また、娯楽や趣味を制限される。楽しみを奪われる。そうすると、思考能力がなくなる。食べるものも、極端に制限される。それも、六帖さんも、わたしも経験した。
支配者は、今でもわたしにDVを振るったことを認めない。それどころか、ネットで、DV加害の冤罪者を名乗っている。
様々な証拠があり、裁判でも認められても、それなのだ。
事実を彼らはゆがめることができる。自分に都合の悪い事実を、認識しないで済ませることもできる。
わたしの場合は、加害者から逃げて五年たつが、その間に、脅迫状を送られたり、警察に堕胎罪で訴えられたりした。
もちろん、堕胎罪の適応外だから、立件されようもないのだが、それでも、事情を何度も聞かれて書類にした。
相手は、わたしを殺人しかけたのだが。

わたしたち自閉症スペクトラムの傾向があるものは、人の言葉を信じる。裏を読めない。言葉通りに聞いてしまう。意外と空気は読める。ただ、どう対応していいのかわからない。
わたしの場合は、相手が泣いて暴れたり、床に転がって足をばたつかせたり、六法全書を投げつけたりしたり、性暴力の結果、二回、入院することになったりした。どう対応すればよかったのか?
わたしには、それまで、そのような行動をとる、男性に対する対処方法がストックになかった。
初めて見る奇行に凍り付き、思考は止まった。

わたしの場合、知識もあった。DVについてかなり書籍を読んでいた。でも、自分が支配関係に巻き込まれたとき、自分がそうだと認めることは非常に難しかった。
そのころには、相手がわたしの貯金で暮らしていたので、わたしが逃げたら相手が死ぬかもしれない、自分の体に身ごもっている子供はどうすればいいのか、ということで、身動きが取れなくなっていた。相手は、わたしの名義でクレジットカードをいくつも申し込み、毎月の支払いが二十万、三十万になっていた。
恐ろしいことに、楽天カードは、解約しても、しばらく使える。逃げてから、六万円の支払いをした時には涙が出た。
悪いことに、ニコニコ動画のプレミアム会員登録をしており、それは本人でしか解約できないものだから、逃亡の身では、どうすることもできず、楽天カードから引き落とされるので、逃げてから一年くらい払った。窓口もなく、電話も代表先しかなかったので、電話しても取り合ってもらえなかった。弁護士に頼んでも一か月かかった。

インターネット上に、リベンジポルノや、わたしに対する誹謗中傷が続いた。
弁護士に依頼して消すことはできるが、延々と続くのに、追いかけられず、あきらめるしかなかった。
沈黙をしていても、相手は、わたしが加害者に対して、誹謗中傷を続けていたと、今もインターネット上に書き続ける。
裁判で、わたしに対して、一切の接触も、一切の言及も書かないとお互いに約束したのに、その次の日には、破られた。
相手が無一文の場合、こちらができることは何もない。
罰金を払わせようにも、払うものがないからだ。

失ったものは、お金だけではなく、信用もだった。会社に乗り込まれたので、辞めざるを得なくなった。
逃げても逃げても、追ってこられる。殺されるという恐怖や、恥辱、自分を責める気持ちで、毎日パニック状態だった。
そんなときでも「どうしてついていったのか」「どうして騙されたのか」「もっと早く逃げればよかった」「セックスが良かったのか?」などという人ばかりだった。
そういう人たちしか残っていなくても、頼るしかないので、一生懸命返答したが、納得してもらえることはなかった。

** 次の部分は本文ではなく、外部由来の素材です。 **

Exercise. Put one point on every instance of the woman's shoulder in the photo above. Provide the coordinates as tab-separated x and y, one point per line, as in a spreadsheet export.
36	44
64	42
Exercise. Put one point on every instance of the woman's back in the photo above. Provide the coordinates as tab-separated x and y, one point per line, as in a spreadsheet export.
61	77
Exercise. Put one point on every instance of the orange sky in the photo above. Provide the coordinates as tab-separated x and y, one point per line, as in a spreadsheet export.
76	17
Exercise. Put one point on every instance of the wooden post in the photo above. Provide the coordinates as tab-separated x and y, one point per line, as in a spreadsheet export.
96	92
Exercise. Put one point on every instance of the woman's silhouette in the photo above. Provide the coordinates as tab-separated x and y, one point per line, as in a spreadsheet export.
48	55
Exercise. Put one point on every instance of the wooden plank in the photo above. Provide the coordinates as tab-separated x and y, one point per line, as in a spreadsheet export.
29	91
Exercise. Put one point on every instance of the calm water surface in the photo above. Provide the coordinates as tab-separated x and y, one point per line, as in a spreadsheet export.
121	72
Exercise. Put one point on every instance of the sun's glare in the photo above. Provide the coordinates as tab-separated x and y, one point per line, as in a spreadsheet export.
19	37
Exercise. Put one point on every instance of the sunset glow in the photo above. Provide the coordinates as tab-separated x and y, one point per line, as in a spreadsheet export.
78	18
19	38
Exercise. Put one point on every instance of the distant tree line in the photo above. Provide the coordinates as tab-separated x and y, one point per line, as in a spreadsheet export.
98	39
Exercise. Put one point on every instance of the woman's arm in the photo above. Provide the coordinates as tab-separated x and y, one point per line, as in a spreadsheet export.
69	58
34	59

支配、被支配の関係は、理解されることはないのだと思った。

それも、以前本を読んだとおりだった。

発達障害者の難しさは、単に、能力の凹凸だけではない。社会的に、「配慮」される中で、もちろん、成長していったり、ゆっくりと苦手を克服することもできる。

でも、弱っているときに、周りの人から引き離されて、洗脳されてしまったら?

そういう状況にわたしたちは一番弱い。
一対一で相手の言葉を鵜呑みするしかなくなる。
反論を試みても、すべて無効化されてしまう。そういう相手なら、逃げればいい、という発想が思いつかない。
逃げてもっとひどいことになるかもしれない、逃げないで耐えれば、いつか相手もまともになるかもしれない、という夢を見る。
そうしていないと、地獄に耐えられないのだ。

DVを受けて離婚したことを恥ずかしいことだという人は、現実にいる。
実際に言われたことがある。
騙されたほうが悪い、暴力を振るわれたほうが悪い、そういう人は現実にいる。

わたしは、いまだに、読書やテレビを見ることができない。音楽も聞くことができない。
パニックで一晩泣き明かすこともある。
趣味も手放した。
中身のない人間だと自己嫌悪に陥って、身動きが取れなくなる。

六帖さんの場合は、男性だったせいで、自分が逃げるべきなのだ、という発想を持つことが難しかった。
わたしの場合は、相手が働かない、わたしの金で生活しようとする、致死量の薬を飲ませる、そういうことがおかしいというのがわかりやすかった。
でも、六帖さんの場合は、妻が働かないことも普通だし、家事をしていれば、実際に何にお金を使っていようが、見過ごされやすいし、子供に対する扱いも、ホームスクーリングをしているといえば、周りは何も言えなくなる。
女性が、DVを振るった場合、言葉にしても、それは「普通」に見えやすい。また、六帖さんの場合、同性の友人に相談しても、男性の中でDVに知識のある人が少ない。
そういうこともいろいろと問題を長引かせた。

知識があっても、DV被害者になることは避けられない。その後、ケアされることも難しい。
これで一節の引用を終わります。